Both the FDIC and NCUA have come out with new documentation explaining the recent changes in deposit insurance coverage. The FDIC just recently published consumer news where they describe the recent changes:
- The basic limit on federal deposit insurance coverage has been temporarily increased from at least $100,000 to at least $250,000 per depositor
- The basic FDIC insurance limit is scheduled to return to $100,000 on January 1, 2010.

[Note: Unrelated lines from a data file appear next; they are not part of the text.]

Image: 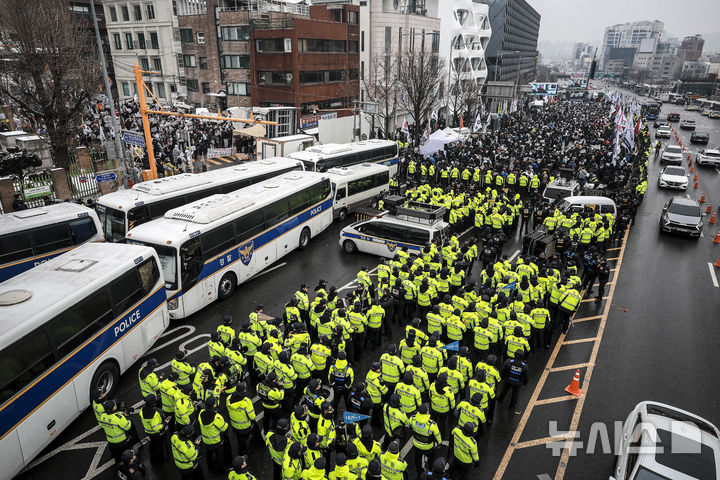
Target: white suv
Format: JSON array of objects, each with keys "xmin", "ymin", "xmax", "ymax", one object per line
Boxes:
[
  {"xmin": 610, "ymin": 402, "xmax": 720, "ymax": 480},
  {"xmin": 695, "ymin": 148, "xmax": 720, "ymax": 167}
]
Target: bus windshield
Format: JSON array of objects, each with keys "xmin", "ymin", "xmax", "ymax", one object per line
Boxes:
[{"xmin": 96, "ymin": 204, "xmax": 125, "ymax": 243}]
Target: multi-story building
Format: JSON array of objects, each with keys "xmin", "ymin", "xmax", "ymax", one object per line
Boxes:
[
  {"xmin": 600, "ymin": 20, "xmax": 665, "ymax": 70},
  {"xmin": 680, "ymin": 35, "xmax": 705, "ymax": 61},
  {"xmin": 103, "ymin": 0, "xmax": 186, "ymax": 104},
  {"xmin": 481, "ymin": 0, "xmax": 540, "ymax": 85},
  {"xmin": 250, "ymin": 2, "xmax": 361, "ymax": 115}
]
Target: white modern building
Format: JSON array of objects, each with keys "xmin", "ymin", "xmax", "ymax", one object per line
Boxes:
[{"xmin": 103, "ymin": 0, "xmax": 186, "ymax": 104}]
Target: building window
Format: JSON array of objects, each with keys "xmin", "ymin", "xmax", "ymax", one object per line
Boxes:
[
  {"xmin": 258, "ymin": 72, "xmax": 292, "ymax": 85},
  {"xmin": 183, "ymin": 55, "xmax": 195, "ymax": 68},
  {"xmin": 220, "ymin": 25, "xmax": 250, "ymax": 42},
  {"xmin": 185, "ymin": 78, "xmax": 199, "ymax": 92},
  {"xmin": 255, "ymin": 38, "xmax": 292, "ymax": 53},
  {"xmin": 220, "ymin": 55, "xmax": 250, "ymax": 68},
  {"xmin": 225, "ymin": 82, "xmax": 250, "ymax": 97},
  {"xmin": 298, "ymin": 38, "xmax": 348, "ymax": 53},
  {"xmin": 180, "ymin": 28, "xmax": 193, "ymax": 43}
]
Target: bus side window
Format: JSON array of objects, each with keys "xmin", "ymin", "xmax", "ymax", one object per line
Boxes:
[
  {"xmin": 180, "ymin": 238, "xmax": 203, "ymax": 291},
  {"xmin": 70, "ymin": 217, "xmax": 97, "ymax": 245},
  {"xmin": 0, "ymin": 232, "xmax": 33, "ymax": 265},
  {"xmin": 0, "ymin": 330, "xmax": 55, "ymax": 404},
  {"xmin": 30, "ymin": 223, "xmax": 72, "ymax": 254}
]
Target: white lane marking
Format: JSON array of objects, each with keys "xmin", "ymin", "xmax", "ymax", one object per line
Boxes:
[
  {"xmin": 252, "ymin": 262, "xmax": 287, "ymax": 278},
  {"xmin": 145, "ymin": 325, "xmax": 195, "ymax": 355},
  {"xmin": 708, "ymin": 262, "xmax": 720, "ymax": 288}
]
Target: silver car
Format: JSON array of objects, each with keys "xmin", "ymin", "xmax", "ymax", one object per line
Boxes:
[{"xmin": 610, "ymin": 402, "xmax": 720, "ymax": 480}]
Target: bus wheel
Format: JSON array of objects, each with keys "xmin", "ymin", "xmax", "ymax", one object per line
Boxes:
[
  {"xmin": 218, "ymin": 272, "xmax": 237, "ymax": 300},
  {"xmin": 298, "ymin": 227, "xmax": 310, "ymax": 250},
  {"xmin": 90, "ymin": 361, "xmax": 120, "ymax": 398},
  {"xmin": 343, "ymin": 240, "xmax": 357, "ymax": 253}
]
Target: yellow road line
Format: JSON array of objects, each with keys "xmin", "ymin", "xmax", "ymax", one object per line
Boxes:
[
  {"xmin": 555, "ymin": 229, "xmax": 630, "ymax": 480},
  {"xmin": 550, "ymin": 362, "xmax": 590, "ymax": 372},
  {"xmin": 563, "ymin": 337, "xmax": 597, "ymax": 345}
]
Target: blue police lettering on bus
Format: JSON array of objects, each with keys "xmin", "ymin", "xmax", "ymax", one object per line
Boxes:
[{"xmin": 115, "ymin": 310, "xmax": 140, "ymax": 337}]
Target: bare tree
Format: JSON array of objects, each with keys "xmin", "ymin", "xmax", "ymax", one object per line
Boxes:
[
  {"xmin": 398, "ymin": 48, "xmax": 445, "ymax": 146},
  {"xmin": 362, "ymin": 54, "xmax": 398, "ymax": 138},
  {"xmin": 0, "ymin": 0, "xmax": 102, "ymax": 168}
]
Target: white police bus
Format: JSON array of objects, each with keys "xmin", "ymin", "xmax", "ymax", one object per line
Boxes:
[
  {"xmin": 327, "ymin": 163, "xmax": 390, "ymax": 221},
  {"xmin": 0, "ymin": 243, "xmax": 170, "ymax": 478},
  {"xmin": 288, "ymin": 140, "xmax": 398, "ymax": 176},
  {"xmin": 127, "ymin": 172, "xmax": 333, "ymax": 319},
  {"xmin": 95, "ymin": 157, "xmax": 303, "ymax": 242},
  {"xmin": 0, "ymin": 202, "xmax": 103, "ymax": 282}
]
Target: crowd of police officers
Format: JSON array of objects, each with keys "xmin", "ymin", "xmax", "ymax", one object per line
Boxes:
[{"xmin": 92, "ymin": 97, "xmax": 649, "ymax": 480}]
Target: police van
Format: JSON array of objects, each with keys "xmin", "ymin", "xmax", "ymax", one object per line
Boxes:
[
  {"xmin": 326, "ymin": 163, "xmax": 390, "ymax": 221},
  {"xmin": 339, "ymin": 196, "xmax": 450, "ymax": 258}
]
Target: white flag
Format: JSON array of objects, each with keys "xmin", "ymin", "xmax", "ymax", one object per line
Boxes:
[{"xmin": 473, "ymin": 113, "xmax": 482, "ymax": 133}]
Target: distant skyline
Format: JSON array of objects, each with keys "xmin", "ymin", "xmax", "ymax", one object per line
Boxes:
[{"xmin": 528, "ymin": 0, "xmax": 720, "ymax": 43}]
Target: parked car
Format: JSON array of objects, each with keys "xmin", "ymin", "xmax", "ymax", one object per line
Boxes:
[
  {"xmin": 680, "ymin": 120, "xmax": 695, "ymax": 130},
  {"xmin": 658, "ymin": 165, "xmax": 688, "ymax": 190},
  {"xmin": 690, "ymin": 131, "xmax": 710, "ymax": 145},
  {"xmin": 655, "ymin": 125, "xmax": 672, "ymax": 138},
  {"xmin": 695, "ymin": 148, "xmax": 720, "ymax": 167},
  {"xmin": 660, "ymin": 145, "xmax": 683, "ymax": 165},
  {"xmin": 610, "ymin": 401, "xmax": 720, "ymax": 480},
  {"xmin": 660, "ymin": 195, "xmax": 703, "ymax": 238}
]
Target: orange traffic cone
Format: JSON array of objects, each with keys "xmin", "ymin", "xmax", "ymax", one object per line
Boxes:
[{"xmin": 565, "ymin": 368, "xmax": 582, "ymax": 397}]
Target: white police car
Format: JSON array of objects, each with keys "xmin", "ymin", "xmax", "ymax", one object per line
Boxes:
[{"xmin": 339, "ymin": 201, "xmax": 450, "ymax": 258}]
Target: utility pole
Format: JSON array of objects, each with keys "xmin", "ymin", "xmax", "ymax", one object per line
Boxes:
[{"xmin": 90, "ymin": 0, "xmax": 129, "ymax": 187}]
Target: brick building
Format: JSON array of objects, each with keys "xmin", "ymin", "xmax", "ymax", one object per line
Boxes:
[{"xmin": 250, "ymin": 4, "xmax": 360, "ymax": 116}]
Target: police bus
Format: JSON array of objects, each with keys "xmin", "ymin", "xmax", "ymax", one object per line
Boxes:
[
  {"xmin": 327, "ymin": 163, "xmax": 390, "ymax": 221},
  {"xmin": 0, "ymin": 243, "xmax": 170, "ymax": 478},
  {"xmin": 0, "ymin": 202, "xmax": 103, "ymax": 282},
  {"xmin": 95, "ymin": 157, "xmax": 303, "ymax": 242},
  {"xmin": 288, "ymin": 140, "xmax": 398, "ymax": 176},
  {"xmin": 127, "ymin": 172, "xmax": 333, "ymax": 319}
]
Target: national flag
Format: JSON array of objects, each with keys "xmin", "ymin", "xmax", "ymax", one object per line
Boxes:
[{"xmin": 473, "ymin": 113, "xmax": 482, "ymax": 133}]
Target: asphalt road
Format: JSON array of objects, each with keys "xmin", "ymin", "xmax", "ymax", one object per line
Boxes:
[{"xmin": 18, "ymin": 92, "xmax": 720, "ymax": 480}]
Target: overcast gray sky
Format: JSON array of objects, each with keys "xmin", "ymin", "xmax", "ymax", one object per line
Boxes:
[{"xmin": 528, "ymin": 0, "xmax": 720, "ymax": 41}]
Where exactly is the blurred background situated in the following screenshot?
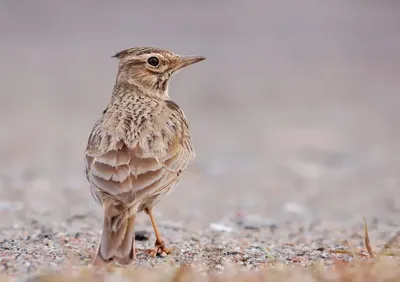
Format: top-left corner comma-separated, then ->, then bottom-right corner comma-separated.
0,0 -> 400,228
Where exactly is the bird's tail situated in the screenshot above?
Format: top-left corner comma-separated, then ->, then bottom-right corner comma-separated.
94,211 -> 136,264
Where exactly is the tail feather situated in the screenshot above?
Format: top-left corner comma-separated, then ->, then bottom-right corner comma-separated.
97,214 -> 136,264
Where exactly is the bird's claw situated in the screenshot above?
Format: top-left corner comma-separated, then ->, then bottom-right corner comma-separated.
144,240 -> 171,258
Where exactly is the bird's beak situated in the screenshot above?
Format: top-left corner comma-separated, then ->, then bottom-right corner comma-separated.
173,56 -> 206,72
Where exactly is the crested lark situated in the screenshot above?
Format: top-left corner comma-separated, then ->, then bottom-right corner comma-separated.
85,48 -> 205,264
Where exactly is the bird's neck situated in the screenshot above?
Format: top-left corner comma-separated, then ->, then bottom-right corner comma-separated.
112,81 -> 170,100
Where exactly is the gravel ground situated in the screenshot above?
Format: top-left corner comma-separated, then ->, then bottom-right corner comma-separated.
0,0 -> 400,281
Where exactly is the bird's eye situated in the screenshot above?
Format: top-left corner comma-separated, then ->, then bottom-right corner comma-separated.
147,57 -> 160,67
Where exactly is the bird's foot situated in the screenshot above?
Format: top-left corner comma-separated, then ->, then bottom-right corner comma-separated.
144,240 -> 171,258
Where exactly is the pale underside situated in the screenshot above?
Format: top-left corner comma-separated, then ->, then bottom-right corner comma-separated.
85,100 -> 194,224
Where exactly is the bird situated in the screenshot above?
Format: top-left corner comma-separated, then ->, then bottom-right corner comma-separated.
85,47 -> 205,265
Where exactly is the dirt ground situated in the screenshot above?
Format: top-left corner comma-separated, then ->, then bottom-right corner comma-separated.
0,0 -> 400,276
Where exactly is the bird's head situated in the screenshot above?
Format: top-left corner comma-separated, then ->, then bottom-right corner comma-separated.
113,47 -> 205,98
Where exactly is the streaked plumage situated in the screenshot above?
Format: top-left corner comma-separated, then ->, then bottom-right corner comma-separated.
85,48 -> 204,264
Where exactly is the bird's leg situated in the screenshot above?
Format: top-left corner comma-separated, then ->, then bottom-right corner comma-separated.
144,208 -> 171,257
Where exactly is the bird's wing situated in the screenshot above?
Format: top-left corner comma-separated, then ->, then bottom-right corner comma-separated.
85,101 -> 194,213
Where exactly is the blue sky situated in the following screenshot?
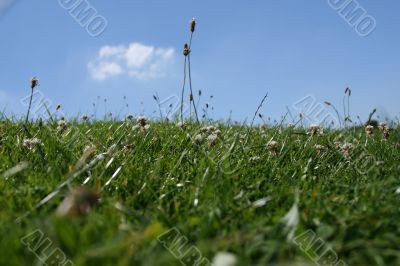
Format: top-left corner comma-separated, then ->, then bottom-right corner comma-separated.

- The FDIC has eased the rule governing the insurance coverage of revocable trust accounts
- Through year-end 2009, certain checking accounts at participating institutions will be fully insured by the FDIC, no matter how much money is in them
The National Credit Union Administration (NCUA) has a new document called Your Insured Funds (pdf). Some have questioned if the NCUA guarantee may be weaker than the FDIC guarantee. The "Forward" page states that:
The shares in your credit union are insured by the National Credit Union Share Insurance Fund (NCUSIF), which is backed by the full faith and credit of the U.S. Government.
The NCUA deposit insurance coverage and the recent changes closely mirror that of the FDIC. One detail that is a little different is the NCUA's definition of a payable on death (POD) account:
A POD account shows the intent of the account's owner that upon his or her death the funds will pass to one or more named beneficiaries. Typically, this intent is shown in the titling of the account by using words such as: in trust for or payable on death to.
The FDIC still requires the POD or similar term be specified in the account title.